C’est là le tour de force discrètement opéré par Rogue Legacy : le jeu a beau fonctionner sur le mode du renouvellement perpétuel (architecture de niveaux, ennemis, bonus et mini-quêtes à résoudre), sa résistance à l’oubli fait l’effet  d’un vertige en spirale à chaque vie enchaînée, phénomène qui n’est pas sans rappeler le génie de narrations en échos et miroirs d’Un Jour sans fin.
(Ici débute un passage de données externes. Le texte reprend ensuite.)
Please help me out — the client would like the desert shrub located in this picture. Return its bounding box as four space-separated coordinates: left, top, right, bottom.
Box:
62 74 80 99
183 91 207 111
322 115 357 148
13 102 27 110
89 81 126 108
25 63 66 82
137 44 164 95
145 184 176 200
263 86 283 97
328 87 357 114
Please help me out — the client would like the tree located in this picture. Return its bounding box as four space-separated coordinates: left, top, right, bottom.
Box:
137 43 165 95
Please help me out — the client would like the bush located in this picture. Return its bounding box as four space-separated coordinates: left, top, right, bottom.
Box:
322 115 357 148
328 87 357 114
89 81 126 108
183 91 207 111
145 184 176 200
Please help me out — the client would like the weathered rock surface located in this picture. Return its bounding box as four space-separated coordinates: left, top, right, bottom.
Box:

Dans un genre où l’espérance de vie dépasse à peine la dizaine de minutes, où l’échec semble annihiler toute existence derrière lui, le jeu plaide au contraire pour la persistance d’une expérience, comme une trace familiale laissée en prévention des erreurs passées.  La difficulté s’est déplacée d’un cran : le challenge n’est plus d’éviter la mort mais de s’en servir pour se construire une mémoire. Die & retry, mais ne jamais oublier.